New secret math benchmark stumps AI models and PhDs alike

As an Amazon Associate I earn from qualifying purchases.

Date AI enabled Fields Medal winners Terence Tao and Timothy Gowers to examine parts of the criteria. “These are extremely challenging,” Tao stated in feedback supplied to Epoch. “I think that in the near term basically the only way to solve them, short of having a real domain expert in the area, is by a combination of a semi-expert like a graduate student in a related field, maybe paired with some combination of a modern AI and lots of other algebra packages.”

A chart revealing AI designs’ minimal success on the FrontierMath issues, drawn from Epoch AI’s term paper.

Credit: Epoch AI

To help in the confirmation of proper responses throughout screening, the FrontierMath issues should have responses that can be instantly examined through calculation, either as specific integers or mathematical items. The designers made issues “guessproof” by needing big mathematical responses or intricate mathematical services, with less than a 1 percent opportunity of appropriate random guesses.

Mathematician Evan Chen, composing on his blog site, discussed how he believes that FrontierMath varies from conventional mathematics competitors like the International Mathematical Olympiad (IMO). Issues because competitors usually need imaginative insight while preventing complicated application and specialized understanding, he states.
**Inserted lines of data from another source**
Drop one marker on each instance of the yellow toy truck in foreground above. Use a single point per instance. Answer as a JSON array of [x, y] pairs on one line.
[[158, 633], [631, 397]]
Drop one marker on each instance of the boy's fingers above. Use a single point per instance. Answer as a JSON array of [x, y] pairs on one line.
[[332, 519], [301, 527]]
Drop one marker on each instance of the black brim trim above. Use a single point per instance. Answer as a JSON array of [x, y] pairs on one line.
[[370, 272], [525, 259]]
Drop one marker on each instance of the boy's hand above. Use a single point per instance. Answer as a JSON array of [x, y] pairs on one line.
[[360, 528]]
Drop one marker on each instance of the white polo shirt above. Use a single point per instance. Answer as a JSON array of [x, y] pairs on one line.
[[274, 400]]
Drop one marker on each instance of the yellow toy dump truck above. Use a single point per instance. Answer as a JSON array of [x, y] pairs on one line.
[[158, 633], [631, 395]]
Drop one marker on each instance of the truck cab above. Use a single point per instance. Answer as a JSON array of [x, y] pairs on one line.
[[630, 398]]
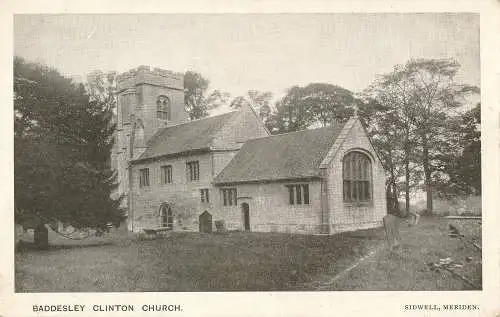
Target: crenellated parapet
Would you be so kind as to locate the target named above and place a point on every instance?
(151, 76)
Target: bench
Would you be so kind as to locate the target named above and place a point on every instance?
(152, 233)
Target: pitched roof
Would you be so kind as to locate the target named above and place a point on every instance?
(186, 137)
(286, 156)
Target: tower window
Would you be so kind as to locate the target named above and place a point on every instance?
(144, 177)
(163, 108)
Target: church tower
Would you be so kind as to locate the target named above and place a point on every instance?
(147, 100)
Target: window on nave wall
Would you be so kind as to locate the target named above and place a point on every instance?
(163, 108)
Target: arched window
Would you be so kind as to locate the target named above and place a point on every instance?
(167, 216)
(357, 176)
(163, 108)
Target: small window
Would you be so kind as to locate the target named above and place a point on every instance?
(229, 196)
(193, 170)
(298, 194)
(163, 108)
(144, 177)
(166, 174)
(204, 195)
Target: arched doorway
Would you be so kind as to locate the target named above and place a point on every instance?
(205, 221)
(245, 209)
(167, 216)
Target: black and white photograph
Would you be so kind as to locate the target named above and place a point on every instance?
(293, 152)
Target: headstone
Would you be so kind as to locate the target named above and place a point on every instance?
(391, 225)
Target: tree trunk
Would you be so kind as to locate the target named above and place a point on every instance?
(41, 238)
(407, 172)
(427, 173)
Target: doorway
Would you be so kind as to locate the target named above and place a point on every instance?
(245, 209)
(167, 217)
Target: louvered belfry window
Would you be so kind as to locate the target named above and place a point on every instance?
(163, 108)
(357, 176)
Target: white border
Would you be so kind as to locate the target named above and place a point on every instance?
(277, 303)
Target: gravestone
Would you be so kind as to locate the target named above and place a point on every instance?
(391, 225)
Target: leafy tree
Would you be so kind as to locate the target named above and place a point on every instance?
(259, 101)
(423, 95)
(459, 163)
(316, 104)
(196, 99)
(63, 139)
(437, 97)
(393, 128)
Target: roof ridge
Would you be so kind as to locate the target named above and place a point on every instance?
(161, 130)
(298, 131)
(198, 120)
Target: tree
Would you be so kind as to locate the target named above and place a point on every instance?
(63, 139)
(316, 104)
(437, 97)
(259, 101)
(424, 96)
(393, 128)
(196, 99)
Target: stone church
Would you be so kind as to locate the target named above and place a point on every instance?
(227, 171)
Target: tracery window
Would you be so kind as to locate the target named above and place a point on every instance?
(357, 176)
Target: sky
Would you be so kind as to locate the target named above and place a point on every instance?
(239, 52)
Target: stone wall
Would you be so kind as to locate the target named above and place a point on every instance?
(138, 90)
(270, 209)
(352, 216)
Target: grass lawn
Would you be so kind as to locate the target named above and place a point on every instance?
(241, 261)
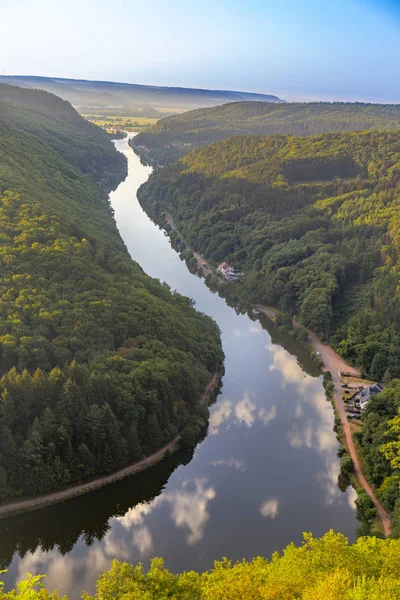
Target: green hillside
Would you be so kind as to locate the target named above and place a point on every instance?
(58, 125)
(99, 364)
(326, 568)
(175, 136)
(145, 100)
(313, 223)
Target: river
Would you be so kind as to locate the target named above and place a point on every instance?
(266, 471)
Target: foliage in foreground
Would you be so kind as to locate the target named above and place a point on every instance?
(379, 441)
(328, 568)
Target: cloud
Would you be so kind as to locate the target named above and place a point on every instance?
(143, 541)
(189, 508)
(245, 409)
(270, 508)
(231, 463)
(222, 413)
(267, 415)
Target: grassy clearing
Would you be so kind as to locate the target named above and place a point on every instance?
(128, 123)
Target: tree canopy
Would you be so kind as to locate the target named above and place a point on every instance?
(176, 135)
(313, 223)
(328, 567)
(99, 363)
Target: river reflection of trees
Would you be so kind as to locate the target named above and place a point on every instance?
(61, 525)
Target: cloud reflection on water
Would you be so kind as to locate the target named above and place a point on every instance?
(307, 432)
(245, 411)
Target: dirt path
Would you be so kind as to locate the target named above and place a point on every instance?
(77, 490)
(337, 365)
(202, 263)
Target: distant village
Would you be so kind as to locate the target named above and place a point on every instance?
(358, 401)
(228, 272)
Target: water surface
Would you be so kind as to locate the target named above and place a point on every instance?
(266, 471)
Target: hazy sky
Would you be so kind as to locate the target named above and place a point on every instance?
(299, 49)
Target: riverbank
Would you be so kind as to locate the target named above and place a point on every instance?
(32, 504)
(202, 264)
(336, 365)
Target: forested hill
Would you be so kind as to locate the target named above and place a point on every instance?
(175, 136)
(94, 95)
(312, 221)
(100, 364)
(56, 123)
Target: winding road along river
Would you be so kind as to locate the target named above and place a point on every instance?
(266, 471)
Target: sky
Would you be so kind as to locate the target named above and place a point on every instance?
(296, 49)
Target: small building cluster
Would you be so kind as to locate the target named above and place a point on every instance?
(227, 272)
(358, 402)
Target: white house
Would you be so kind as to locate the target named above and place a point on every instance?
(362, 398)
(226, 271)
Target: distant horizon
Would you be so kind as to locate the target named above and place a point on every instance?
(343, 51)
(288, 97)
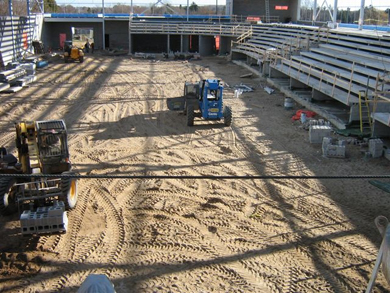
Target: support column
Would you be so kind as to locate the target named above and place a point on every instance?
(361, 17)
(11, 14)
(168, 43)
(314, 12)
(335, 14)
(103, 28)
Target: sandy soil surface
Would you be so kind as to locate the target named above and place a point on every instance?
(191, 235)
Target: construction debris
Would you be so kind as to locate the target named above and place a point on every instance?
(243, 88)
(318, 132)
(10, 75)
(375, 147)
(246, 75)
(333, 148)
(269, 90)
(19, 75)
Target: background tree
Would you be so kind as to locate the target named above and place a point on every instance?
(50, 6)
(193, 7)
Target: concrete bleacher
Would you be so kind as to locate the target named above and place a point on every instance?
(338, 64)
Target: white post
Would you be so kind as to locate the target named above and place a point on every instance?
(361, 17)
(334, 18)
(188, 8)
(103, 25)
(298, 10)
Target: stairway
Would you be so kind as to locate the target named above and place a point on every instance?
(364, 114)
(267, 13)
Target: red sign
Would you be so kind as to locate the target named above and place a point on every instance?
(253, 18)
(278, 7)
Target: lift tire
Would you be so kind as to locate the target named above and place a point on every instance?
(69, 190)
(190, 115)
(8, 204)
(227, 116)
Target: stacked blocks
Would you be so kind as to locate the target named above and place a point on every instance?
(333, 148)
(375, 147)
(318, 132)
(48, 219)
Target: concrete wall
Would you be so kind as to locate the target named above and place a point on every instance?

For FrontierMath, “they keep the first requirement, but outright invert the second and third requirement,” Chen composed.

While IMO issues prevent specialized understanding and complex computations, FrontierMath welcomes them. “Because an AI system has vastly greater computational power, it’s actually possible to design problems with easily verifiable solutions using the same idea that IOI or Project Euler does—basically, ‘write a proof’ is replaced by ‘implement an algorithm in code,'” Chen discussed.

The company prepares routine examinations of AI designs versus the criteria while broadening its issue set. They state they will launch extra sample issues in the coming months to assist the research study neighborhood test their systems.

Learn more

As an Amazon Associate I earn from qualifying purchases.